As the healing probability of MCL is confirmed thanks to the presence of epiligament, as first described by Bray et al., and confirmed in the human knee by Georgiev GP et al., such epilegament is formed; the shorter the distance between both ends of the tear, the more stable and reliable the healing of the ligament will be (22-24).

In a biomechanical study comparing Bosworth with modified Bosworth with single reconstruction and modified Bosworth with double-bundle MCL reconstruction using computer-assisted navigation, modified Bosworth was found to be comparable to double-bundle reconstruction in the restoration of the valgus stability as well as external rotation stability of the knee at 0º and 30º; however, modified Bosworth technique is a more economic and less time-consuming procedure, especially when considering that most cases of medial instability of the knee require an additional surgical procedure (ligament or meniscal injury) (25).

The technique has the advantages of being economic (one interference screw is needed rather than four screws in anatomical reconstruction), not technically demanding, and leads to less scarring of the knee, which is important in chronic cases of osteoarthritis who may require arthroplasty.
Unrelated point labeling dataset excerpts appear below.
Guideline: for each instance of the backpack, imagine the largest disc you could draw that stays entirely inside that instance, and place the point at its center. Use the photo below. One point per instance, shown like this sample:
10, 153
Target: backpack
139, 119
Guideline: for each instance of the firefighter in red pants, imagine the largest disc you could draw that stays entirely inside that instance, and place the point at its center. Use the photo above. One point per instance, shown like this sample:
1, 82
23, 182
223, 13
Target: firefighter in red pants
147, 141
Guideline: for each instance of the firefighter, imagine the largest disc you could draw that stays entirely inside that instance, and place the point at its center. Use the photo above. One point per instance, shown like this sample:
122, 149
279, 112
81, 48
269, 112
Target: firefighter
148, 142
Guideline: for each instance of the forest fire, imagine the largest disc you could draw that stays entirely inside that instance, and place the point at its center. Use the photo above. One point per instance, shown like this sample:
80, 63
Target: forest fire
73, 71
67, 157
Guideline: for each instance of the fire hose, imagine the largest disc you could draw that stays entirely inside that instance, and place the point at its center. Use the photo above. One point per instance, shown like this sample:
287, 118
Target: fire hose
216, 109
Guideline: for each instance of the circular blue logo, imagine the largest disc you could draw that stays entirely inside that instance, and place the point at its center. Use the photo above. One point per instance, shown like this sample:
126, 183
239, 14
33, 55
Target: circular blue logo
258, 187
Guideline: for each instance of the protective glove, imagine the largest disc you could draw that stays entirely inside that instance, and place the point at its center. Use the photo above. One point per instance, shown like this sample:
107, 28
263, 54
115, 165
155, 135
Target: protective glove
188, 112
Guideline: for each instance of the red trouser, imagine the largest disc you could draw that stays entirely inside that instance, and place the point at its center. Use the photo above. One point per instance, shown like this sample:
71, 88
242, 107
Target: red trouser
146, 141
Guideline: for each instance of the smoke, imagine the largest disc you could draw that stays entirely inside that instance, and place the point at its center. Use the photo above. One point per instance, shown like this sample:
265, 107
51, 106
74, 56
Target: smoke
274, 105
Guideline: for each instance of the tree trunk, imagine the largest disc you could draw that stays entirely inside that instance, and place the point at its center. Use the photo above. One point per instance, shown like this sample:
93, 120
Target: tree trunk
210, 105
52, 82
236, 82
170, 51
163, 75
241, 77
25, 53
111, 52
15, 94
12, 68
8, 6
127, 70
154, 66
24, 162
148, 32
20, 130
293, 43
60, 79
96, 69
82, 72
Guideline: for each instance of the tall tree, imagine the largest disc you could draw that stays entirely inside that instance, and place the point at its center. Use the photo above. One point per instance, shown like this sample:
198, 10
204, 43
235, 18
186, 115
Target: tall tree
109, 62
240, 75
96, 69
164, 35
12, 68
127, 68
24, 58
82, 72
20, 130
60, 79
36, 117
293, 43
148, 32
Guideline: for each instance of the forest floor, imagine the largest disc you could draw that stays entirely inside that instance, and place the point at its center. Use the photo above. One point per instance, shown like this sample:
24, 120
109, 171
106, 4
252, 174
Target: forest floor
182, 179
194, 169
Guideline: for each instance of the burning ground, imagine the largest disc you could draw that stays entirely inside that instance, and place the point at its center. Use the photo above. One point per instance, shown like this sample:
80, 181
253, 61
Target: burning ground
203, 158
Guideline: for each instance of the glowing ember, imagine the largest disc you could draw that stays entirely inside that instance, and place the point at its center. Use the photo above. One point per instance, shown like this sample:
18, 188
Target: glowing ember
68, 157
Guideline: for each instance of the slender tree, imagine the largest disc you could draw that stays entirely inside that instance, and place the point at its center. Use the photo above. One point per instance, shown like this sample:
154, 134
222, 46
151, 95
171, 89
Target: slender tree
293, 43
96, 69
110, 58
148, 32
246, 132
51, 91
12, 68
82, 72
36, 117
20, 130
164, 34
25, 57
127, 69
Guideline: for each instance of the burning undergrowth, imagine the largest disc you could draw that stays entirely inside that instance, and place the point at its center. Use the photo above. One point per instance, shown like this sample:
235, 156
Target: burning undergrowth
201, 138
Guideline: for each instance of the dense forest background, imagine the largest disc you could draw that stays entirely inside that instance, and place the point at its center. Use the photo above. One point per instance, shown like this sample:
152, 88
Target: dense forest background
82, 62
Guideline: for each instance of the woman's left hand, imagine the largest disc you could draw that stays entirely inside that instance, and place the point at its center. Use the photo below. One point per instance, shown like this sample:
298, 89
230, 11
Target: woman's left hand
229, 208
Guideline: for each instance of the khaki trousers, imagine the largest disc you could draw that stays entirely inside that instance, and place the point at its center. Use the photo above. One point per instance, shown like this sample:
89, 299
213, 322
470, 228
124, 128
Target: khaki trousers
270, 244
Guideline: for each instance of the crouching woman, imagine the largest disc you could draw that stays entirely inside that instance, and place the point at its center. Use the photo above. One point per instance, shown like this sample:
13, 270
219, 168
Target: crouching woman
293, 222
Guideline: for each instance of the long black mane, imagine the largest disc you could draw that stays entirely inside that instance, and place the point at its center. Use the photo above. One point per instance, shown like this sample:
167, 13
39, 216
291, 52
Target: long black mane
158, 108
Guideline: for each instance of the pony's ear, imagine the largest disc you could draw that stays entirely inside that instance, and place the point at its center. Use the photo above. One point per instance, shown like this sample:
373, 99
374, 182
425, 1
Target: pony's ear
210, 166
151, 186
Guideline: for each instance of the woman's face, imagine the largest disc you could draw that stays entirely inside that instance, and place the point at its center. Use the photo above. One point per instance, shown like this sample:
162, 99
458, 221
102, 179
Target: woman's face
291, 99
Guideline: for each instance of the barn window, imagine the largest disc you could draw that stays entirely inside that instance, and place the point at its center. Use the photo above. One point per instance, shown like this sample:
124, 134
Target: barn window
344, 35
However, there are limitations of this study: the small sample size as the injury is not commonly treated surgically and the confounding effect of associated ligament reconstruction. However, the isolated MCL injury requiring reconstruction is very rare in clinical scenarios and it has been minimized by excluding multiple injuries (three or more ligament injuries). Furthermore, the follow-up time did not enable us to determine the risk of osteoarthritis; thus, a longer follow-up is needed with a larger sample size and more focus on an isolated chronic MCL injury.
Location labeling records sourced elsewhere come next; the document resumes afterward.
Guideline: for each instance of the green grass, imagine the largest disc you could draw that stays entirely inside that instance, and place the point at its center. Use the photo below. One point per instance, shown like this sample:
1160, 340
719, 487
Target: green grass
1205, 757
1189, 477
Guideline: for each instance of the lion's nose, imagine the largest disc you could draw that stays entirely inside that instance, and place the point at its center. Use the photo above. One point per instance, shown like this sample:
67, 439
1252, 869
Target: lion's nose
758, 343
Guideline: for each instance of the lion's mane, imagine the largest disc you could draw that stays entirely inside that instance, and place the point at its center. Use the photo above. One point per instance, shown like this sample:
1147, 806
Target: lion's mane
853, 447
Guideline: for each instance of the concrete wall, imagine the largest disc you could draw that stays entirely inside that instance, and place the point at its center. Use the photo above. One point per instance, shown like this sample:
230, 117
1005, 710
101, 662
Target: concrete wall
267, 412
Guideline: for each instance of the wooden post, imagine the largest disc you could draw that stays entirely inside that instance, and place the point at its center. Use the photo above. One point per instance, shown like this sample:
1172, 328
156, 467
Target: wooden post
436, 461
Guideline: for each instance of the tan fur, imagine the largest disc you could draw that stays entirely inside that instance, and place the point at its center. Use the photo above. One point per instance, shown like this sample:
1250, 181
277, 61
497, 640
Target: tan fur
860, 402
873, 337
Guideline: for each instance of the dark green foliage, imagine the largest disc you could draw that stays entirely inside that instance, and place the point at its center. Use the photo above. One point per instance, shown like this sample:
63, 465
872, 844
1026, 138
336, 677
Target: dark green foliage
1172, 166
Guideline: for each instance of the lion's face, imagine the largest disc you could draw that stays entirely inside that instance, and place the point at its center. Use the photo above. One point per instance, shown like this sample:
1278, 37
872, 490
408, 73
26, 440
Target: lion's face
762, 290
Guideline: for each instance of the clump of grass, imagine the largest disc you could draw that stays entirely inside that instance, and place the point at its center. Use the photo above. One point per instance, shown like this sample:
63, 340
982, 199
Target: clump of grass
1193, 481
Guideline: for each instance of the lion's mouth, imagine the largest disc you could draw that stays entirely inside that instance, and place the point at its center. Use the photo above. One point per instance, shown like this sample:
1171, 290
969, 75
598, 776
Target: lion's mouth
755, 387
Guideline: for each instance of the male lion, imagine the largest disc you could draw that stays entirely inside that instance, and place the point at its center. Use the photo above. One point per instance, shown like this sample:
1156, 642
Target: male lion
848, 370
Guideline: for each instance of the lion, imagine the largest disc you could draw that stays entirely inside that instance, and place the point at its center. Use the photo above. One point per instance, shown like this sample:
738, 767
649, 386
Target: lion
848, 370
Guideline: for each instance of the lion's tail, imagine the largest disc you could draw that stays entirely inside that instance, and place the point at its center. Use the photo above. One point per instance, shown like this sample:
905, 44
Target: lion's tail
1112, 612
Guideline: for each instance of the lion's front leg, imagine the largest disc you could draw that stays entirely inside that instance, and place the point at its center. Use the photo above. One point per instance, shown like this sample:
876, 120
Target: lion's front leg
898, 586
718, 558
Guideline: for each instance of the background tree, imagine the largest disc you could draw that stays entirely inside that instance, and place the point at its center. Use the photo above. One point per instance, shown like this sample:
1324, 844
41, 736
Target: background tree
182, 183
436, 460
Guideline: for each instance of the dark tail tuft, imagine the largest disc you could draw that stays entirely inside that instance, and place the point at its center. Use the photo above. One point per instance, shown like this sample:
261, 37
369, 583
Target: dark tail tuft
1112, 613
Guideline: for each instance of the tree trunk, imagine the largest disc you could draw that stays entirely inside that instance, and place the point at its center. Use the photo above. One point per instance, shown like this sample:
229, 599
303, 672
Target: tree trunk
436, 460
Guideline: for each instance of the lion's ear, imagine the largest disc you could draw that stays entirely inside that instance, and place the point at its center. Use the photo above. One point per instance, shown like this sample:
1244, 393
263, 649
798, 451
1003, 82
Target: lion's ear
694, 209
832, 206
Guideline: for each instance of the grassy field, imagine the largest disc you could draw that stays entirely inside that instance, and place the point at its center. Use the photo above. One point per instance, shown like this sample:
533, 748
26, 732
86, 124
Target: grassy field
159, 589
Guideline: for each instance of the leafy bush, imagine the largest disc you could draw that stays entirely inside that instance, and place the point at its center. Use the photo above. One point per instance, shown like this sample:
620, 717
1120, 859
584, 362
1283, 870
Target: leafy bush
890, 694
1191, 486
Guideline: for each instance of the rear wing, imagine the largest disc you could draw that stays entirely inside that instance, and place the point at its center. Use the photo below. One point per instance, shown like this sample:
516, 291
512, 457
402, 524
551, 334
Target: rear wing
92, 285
In conclusion, the minimally invasive MCL reconstruction with modified Bosworth technique gives very good results regarding the functional outcome and residual medial laxity of the knee with less knee scarring and could be a good option, especially when associated with another ligament reconstruction.

Competing interests:

The authors declare that they have no conflict of interest.

Funding:

The authors didn’t get a fund from a third party or institution or any organization or company.